Selecting data from an array by boolean indexing and assigning the result to a new variable always creates a copy of the data.

Setting values with boolean arrays works by substituting the value or values on the righthand side into the locations where the boolean array’s values are True.

data[data < 0] = 0

You can also set whole rows or columns using a one-dimensional boolean array:

data[names != "Joe"] = 7

Fancy Indexing

A term adopted by NumPy to describe indexing using integer arrays.

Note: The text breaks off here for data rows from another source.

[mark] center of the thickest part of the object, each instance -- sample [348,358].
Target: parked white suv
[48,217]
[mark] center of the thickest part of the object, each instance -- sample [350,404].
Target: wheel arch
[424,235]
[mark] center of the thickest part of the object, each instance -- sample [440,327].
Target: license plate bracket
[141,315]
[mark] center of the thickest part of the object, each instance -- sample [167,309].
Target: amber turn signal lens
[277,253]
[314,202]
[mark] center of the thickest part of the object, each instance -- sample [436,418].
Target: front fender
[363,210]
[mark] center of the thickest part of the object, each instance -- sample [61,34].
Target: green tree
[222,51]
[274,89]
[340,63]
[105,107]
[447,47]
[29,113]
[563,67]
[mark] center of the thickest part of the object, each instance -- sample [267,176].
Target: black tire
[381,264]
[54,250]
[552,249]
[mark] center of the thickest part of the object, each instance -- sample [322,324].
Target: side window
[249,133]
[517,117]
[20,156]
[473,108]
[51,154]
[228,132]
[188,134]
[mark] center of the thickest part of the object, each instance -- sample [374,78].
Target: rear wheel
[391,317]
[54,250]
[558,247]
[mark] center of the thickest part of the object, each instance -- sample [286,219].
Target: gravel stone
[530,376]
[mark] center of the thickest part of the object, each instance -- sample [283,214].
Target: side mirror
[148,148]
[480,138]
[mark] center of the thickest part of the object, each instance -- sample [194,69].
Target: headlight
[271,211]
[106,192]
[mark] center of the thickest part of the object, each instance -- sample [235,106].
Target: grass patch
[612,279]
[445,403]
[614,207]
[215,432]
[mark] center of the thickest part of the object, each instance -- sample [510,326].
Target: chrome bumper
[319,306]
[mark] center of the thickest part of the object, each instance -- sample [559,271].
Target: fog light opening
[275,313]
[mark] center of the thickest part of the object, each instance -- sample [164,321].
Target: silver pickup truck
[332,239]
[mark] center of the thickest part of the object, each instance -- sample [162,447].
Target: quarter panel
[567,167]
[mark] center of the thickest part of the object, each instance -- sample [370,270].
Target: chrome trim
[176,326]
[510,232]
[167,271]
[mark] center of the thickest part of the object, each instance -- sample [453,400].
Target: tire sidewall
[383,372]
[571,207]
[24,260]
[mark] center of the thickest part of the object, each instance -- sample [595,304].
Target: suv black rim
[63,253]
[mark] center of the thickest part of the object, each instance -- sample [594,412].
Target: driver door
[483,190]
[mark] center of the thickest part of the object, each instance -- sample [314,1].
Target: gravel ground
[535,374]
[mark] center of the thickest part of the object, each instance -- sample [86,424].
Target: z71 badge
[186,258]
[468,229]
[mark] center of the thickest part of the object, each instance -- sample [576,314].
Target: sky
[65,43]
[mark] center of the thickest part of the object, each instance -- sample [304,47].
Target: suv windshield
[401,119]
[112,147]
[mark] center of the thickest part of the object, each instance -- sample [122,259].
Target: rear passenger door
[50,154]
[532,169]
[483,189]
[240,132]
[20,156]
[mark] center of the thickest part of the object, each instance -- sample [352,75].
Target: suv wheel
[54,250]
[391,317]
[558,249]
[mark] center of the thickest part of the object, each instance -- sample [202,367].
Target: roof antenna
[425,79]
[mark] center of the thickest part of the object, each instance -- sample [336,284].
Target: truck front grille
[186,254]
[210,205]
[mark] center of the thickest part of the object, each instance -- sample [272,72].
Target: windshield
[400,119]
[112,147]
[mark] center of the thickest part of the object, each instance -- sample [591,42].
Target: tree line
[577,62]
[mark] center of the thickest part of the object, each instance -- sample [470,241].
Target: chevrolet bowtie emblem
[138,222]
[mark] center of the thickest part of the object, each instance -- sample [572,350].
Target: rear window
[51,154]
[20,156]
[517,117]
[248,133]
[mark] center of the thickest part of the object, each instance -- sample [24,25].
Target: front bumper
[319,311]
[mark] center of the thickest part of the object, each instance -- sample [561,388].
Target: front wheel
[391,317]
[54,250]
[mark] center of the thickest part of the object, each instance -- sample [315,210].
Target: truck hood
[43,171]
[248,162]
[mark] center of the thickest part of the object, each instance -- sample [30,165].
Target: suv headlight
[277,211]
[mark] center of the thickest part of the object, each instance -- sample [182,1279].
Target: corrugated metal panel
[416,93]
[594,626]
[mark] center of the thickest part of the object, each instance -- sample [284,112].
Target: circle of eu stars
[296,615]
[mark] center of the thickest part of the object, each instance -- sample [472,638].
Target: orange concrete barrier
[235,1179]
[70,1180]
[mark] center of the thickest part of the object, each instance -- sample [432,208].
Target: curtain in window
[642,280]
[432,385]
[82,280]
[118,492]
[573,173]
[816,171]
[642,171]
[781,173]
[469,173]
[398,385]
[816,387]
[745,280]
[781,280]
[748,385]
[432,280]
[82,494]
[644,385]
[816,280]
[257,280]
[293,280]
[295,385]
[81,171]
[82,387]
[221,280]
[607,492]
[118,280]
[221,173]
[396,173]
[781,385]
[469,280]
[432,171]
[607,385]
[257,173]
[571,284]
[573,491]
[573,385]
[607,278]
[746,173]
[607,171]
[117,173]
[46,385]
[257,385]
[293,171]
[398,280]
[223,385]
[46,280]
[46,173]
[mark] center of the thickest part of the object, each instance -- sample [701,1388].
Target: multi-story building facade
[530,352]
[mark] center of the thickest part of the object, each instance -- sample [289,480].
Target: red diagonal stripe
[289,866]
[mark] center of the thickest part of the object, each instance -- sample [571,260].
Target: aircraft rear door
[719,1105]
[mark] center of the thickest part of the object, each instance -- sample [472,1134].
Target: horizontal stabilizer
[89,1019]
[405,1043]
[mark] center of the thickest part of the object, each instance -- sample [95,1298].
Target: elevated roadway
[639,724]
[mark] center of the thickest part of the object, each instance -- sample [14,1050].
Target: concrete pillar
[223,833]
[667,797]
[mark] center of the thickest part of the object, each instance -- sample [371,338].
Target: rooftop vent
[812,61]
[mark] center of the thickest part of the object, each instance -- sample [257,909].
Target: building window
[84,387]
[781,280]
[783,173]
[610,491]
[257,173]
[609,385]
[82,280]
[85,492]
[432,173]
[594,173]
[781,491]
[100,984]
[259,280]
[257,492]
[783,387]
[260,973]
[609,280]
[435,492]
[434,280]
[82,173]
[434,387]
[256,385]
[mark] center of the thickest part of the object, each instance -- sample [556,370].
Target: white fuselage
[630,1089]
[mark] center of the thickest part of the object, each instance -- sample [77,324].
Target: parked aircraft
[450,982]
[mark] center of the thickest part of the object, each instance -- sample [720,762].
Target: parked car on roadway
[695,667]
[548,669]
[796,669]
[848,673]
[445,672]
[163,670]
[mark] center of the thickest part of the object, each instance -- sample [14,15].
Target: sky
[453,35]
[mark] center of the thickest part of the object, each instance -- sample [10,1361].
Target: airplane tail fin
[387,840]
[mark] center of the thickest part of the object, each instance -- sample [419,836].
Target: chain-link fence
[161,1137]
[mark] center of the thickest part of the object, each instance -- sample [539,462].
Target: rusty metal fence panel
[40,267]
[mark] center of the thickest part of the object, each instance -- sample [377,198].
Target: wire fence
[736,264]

arr = np.zeros((8, 4)) # 8 × 4 array

for i in range(8):
  arr[i] = i

arr

array([[0., 0., 0., 0.],
       [1., 1., 1., 1.],
       [2., 2., 2., 2.],
       [3., 3., 3., 3.],
       [4., 4., 4., 4.],
       [5., 5., 5., 5.],
       [6., 6., 6., 6.],
       [7., 7., 7., 7.]])

Pass a list or ndarray of integers specifying the desired order to subset rows in a particular order:

arr[[4, 3, 0, 6]]

array([[4., 4., 4., 4.],
       [3., 3., 3., 3.],
       [0., 0., 0., 0.],
       [6., 6., 6., 6.]])

Use negative indices selects rows from the end:

arr[[-3, -5, -7]]

array([[5., 5., 5., 5.],
       [3., 3., 3., 3.],
       [1., 1., 1., 1.]])

Passing multiple index arrays selects a one-dimensional array of elements corresponding to each tuple of indices (go down then across):

arr = np.arange(32).reshape((8, 4))
arr

array([[ 0,  1,  2,  3],
       [ 4,  5,  6,  7],
       [ 8,  9, 10, 11],
       [12, 13, 14, 15],
       [16, 17, 18, 19],
       [20, 21, 22, 23],
       [24, 25, 26, 27],
       [28, 29, 30, 31]])

Here, the elements (1, 0), (5, 3), (7, 1), and (2, 2) are selected.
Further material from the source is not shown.